Die für die Rekonstruktion der Fichen-Affäre verwendete, im Vergleich zum ersten Teil größere Quellenvielfalt, die auch Interviews mit damaligen Akteur/innen umfasst, machen den zweiten Teil der 640-seitigen Abhandlung angenehmer und spannender zu lesen. Hinweise auf die Tatsache, dass der Schweizer Staatsschutz während Jahrzehnten rund 900.000 Fichen über verdächtige Personen angelegt hatte, erhielten die Mitglieder der im Zusammenhang mit der Kopp-Affäre eingesetzten PUK im September 1989. Damals fanden sie sich zu einem Informationsvortrag bei der Politischen Polizei ein und stießen dabei auf die Registraturkästen, die teilweise, wie im Fall der grünen Politikerin Rosmarie Bär, ihre eigenen Fichen enthielten. Dank der zahlreichen Interviews, die Liehr in diesem Zusammenhang geführt hat, liest sich die Rekonstruktion dieser Entdeckung wie ein Thriller. Anschließend zeichnet Liehr minutiös das Erscheinen des PUK-Berichts im November 1989 und dessen massenmediale Rezeption nach. Ebenso wird im Anschluss daran, immer wieder Bezug nehmend auf Theorien der Sozialen-Bewegungsforschung, die Mobilisierung durch „Skandalierende“ nachgezeichnet: Diese durchlief verschiedene Phasen und setzte, beginnend mit der Gründung des Komitees „Schluss mit dem Schnüffelstaat“, unterschiedliche Aktionsformen ein, um einen anhaltenden Protest seitens der Staatsschutz-Gegner aufrechtzuerhalten. Dazu gehörten Demonstrationen, die Einreichung einer Initiative, aber auch die Herausgabe von Informationszeitschriften. Ebenso thematisiert Liehr die mediale Rezeption dieser Mobilisierungen, wobei hier eine bipolare Haltung der größten Schweizer Presseorgane zu beobachten war: Versuchten die bürgerlichen Zeitungen beschwichtigend zu wirken, so reagierte die politisch unabhängige und die linke Presse „skandalisierend auf die Missstände“, die die PUK ans Licht gebracht hatte (S. 571). Zusätzlich wird auch der mit der Fichen-Affäre verbundene Kulturboykott erläutert, welcher von Kulturschaffenden im Zusammenhang mit der Siebenhundertjahrfeier lanciert wurde und der unter anderem auch einen Protest gegen den „Schnüffelstaat“ umfasste.

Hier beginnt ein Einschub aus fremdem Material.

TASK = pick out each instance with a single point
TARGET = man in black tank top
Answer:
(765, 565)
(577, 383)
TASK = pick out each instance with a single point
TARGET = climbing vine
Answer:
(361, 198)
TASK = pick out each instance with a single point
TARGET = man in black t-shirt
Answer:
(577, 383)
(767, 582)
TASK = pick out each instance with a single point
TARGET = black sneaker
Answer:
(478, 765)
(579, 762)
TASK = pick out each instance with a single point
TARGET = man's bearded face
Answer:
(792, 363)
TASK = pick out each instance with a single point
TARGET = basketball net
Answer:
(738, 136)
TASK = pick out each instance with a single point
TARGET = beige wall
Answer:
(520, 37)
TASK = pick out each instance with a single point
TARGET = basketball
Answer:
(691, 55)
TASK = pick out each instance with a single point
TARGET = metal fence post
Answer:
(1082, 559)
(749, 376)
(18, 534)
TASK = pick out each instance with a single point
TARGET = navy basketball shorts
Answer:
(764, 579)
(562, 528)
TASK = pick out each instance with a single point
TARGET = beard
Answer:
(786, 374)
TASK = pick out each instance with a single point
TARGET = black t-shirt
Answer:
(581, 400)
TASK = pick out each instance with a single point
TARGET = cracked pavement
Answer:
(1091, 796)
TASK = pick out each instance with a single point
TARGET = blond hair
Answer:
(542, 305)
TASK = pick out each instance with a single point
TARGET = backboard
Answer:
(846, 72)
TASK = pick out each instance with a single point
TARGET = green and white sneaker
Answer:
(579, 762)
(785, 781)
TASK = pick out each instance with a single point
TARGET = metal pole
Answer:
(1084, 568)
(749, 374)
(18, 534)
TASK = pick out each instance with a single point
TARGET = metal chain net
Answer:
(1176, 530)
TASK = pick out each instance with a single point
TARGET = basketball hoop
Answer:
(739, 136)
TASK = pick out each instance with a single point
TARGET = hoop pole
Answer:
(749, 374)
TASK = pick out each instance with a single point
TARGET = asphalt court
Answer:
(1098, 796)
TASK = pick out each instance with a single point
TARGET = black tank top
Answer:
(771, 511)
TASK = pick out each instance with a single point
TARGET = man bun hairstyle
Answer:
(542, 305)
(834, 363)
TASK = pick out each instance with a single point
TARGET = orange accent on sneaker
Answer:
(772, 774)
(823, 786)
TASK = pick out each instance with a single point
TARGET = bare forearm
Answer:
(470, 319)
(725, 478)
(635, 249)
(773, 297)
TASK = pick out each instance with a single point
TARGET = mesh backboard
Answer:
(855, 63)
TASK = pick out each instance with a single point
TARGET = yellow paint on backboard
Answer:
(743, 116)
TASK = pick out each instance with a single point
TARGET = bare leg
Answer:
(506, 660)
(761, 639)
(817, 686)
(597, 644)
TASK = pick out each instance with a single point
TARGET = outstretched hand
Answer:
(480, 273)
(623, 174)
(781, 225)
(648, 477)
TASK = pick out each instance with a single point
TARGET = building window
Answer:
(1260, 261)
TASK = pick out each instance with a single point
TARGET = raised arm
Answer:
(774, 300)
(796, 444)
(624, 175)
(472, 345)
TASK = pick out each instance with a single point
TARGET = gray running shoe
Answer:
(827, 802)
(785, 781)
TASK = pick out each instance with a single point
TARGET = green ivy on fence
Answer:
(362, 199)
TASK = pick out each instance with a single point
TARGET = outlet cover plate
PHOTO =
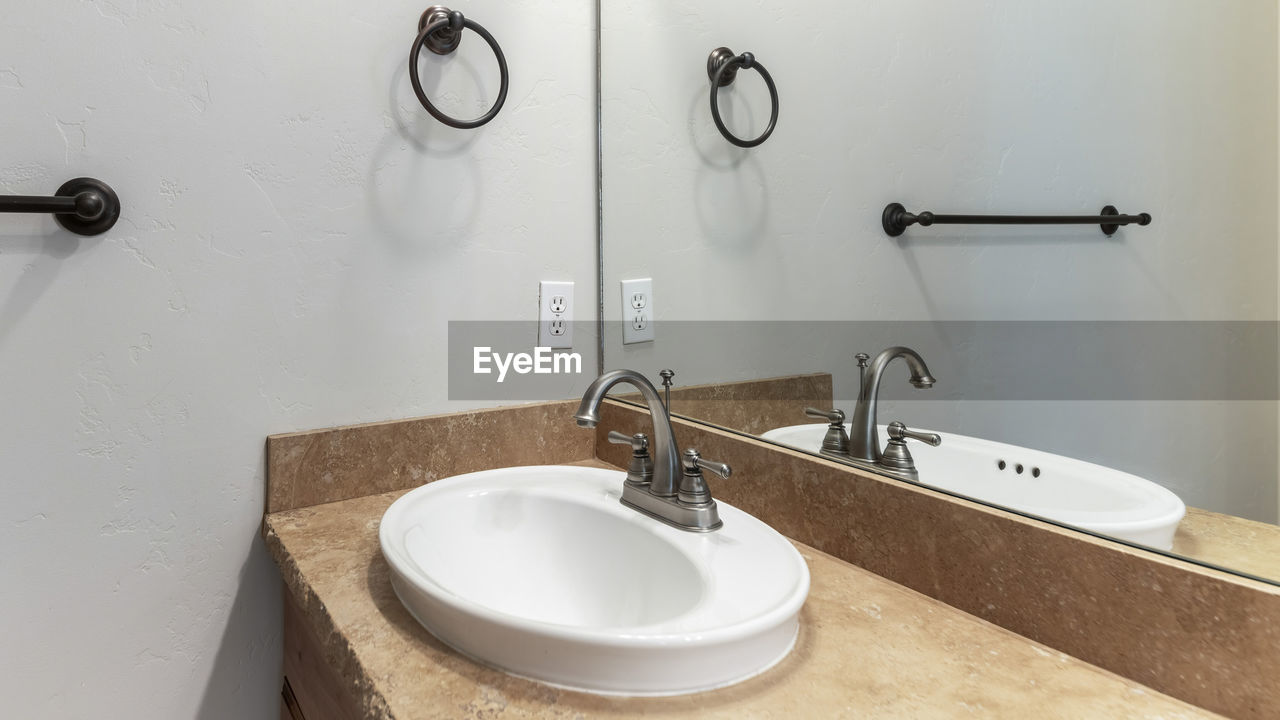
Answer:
(638, 311)
(554, 314)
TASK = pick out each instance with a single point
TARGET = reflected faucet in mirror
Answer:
(863, 438)
(686, 505)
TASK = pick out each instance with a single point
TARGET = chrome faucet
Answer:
(863, 438)
(676, 493)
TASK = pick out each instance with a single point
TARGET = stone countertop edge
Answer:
(868, 647)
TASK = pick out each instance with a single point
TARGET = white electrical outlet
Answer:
(554, 314)
(638, 310)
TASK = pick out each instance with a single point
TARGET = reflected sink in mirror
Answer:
(543, 573)
(1060, 488)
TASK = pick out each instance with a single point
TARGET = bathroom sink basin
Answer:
(540, 572)
(1050, 486)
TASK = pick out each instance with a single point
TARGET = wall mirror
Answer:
(1079, 377)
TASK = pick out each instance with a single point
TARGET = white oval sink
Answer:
(1051, 486)
(540, 572)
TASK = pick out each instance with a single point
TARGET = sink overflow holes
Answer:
(1018, 468)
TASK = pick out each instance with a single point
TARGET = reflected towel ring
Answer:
(440, 32)
(722, 67)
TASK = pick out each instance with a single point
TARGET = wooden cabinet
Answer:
(311, 689)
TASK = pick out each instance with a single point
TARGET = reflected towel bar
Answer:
(896, 219)
(82, 205)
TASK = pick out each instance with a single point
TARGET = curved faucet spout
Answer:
(863, 437)
(666, 472)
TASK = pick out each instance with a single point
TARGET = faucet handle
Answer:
(900, 432)
(640, 470)
(693, 487)
(836, 441)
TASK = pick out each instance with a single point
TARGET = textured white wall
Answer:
(296, 235)
(1002, 106)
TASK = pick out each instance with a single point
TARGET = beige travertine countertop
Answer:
(867, 647)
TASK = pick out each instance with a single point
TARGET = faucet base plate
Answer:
(694, 519)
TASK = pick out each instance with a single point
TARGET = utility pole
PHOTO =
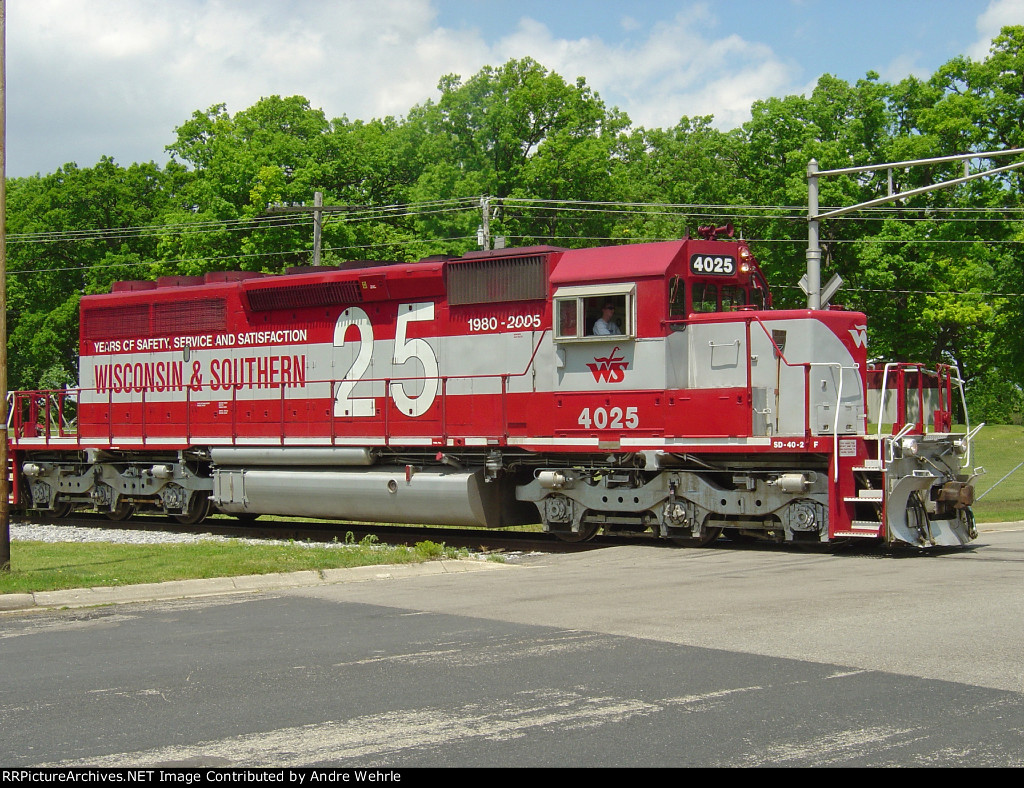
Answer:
(4, 487)
(483, 236)
(317, 210)
(811, 281)
(317, 224)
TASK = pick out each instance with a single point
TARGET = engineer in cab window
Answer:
(605, 324)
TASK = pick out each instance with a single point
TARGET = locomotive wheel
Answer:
(123, 512)
(708, 537)
(199, 508)
(587, 532)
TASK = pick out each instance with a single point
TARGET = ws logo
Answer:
(610, 368)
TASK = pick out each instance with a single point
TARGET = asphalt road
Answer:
(631, 656)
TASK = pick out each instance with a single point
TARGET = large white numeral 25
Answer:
(404, 350)
(419, 349)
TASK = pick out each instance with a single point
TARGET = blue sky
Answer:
(116, 77)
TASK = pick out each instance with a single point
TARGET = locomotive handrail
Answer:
(904, 428)
(839, 389)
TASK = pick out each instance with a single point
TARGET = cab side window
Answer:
(592, 312)
(705, 297)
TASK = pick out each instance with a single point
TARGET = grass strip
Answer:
(38, 566)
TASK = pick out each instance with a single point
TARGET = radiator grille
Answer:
(189, 316)
(481, 281)
(105, 321)
(295, 296)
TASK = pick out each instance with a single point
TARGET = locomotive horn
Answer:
(709, 232)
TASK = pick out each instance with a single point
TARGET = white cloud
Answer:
(998, 14)
(116, 77)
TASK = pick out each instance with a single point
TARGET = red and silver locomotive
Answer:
(633, 388)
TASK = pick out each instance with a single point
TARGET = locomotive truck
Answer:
(480, 391)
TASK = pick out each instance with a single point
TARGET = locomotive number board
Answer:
(715, 265)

Liehrs Studie stellt eine akribische Rekonstruktion zweier zeitgeschichtlicher Skandale dar, welche theoretisch mehr oder weniger fruchtbar eingeordnet werden. Die Akribie der Darstellung ist dabei Fluch und Segen zugleich: Während auf der einen Seite die Lektüre der 640 Seiten starken Darstellung oftmals etwas langfädig wirkt und fraglich ist, weshalb gewisse Dokumente wie etwa der PUK-Bericht auf fast 20 Seiten detailreich wiedergegeben werden, machen auf der anderen Seite detaillierte Angaben, etwa zu den Entdeckungen der PUK, die Arbeit spannend und aufschlussreich. Liehr ist, nicht zuletzt dank ihrer sprachlichen Stilsicherheit, ein über weite Strecken lesenswertes Buch zu einem für die jüngste Zeitgeschichte der Schweiz wichtigen Kapitel gelungen. Mit dem Tod von Friedrich Dürrenmatt und Max Frisch endend, verdeutlicht es, dass die Kopp- und die Fichen-Affären das Ende, und nicht den Anfang einer Epoche bedeuteten. Bemerkenswert ist auch, wie sehr sich die Situation in der Schweiz in den letzten 25 Jahren verändert hat, nicht nur in Bezug auf die außenpolitischen Voraussetzungen, sondern auch auf die vorherrschenden Konfliktlinien in Politik und Gesellschaft.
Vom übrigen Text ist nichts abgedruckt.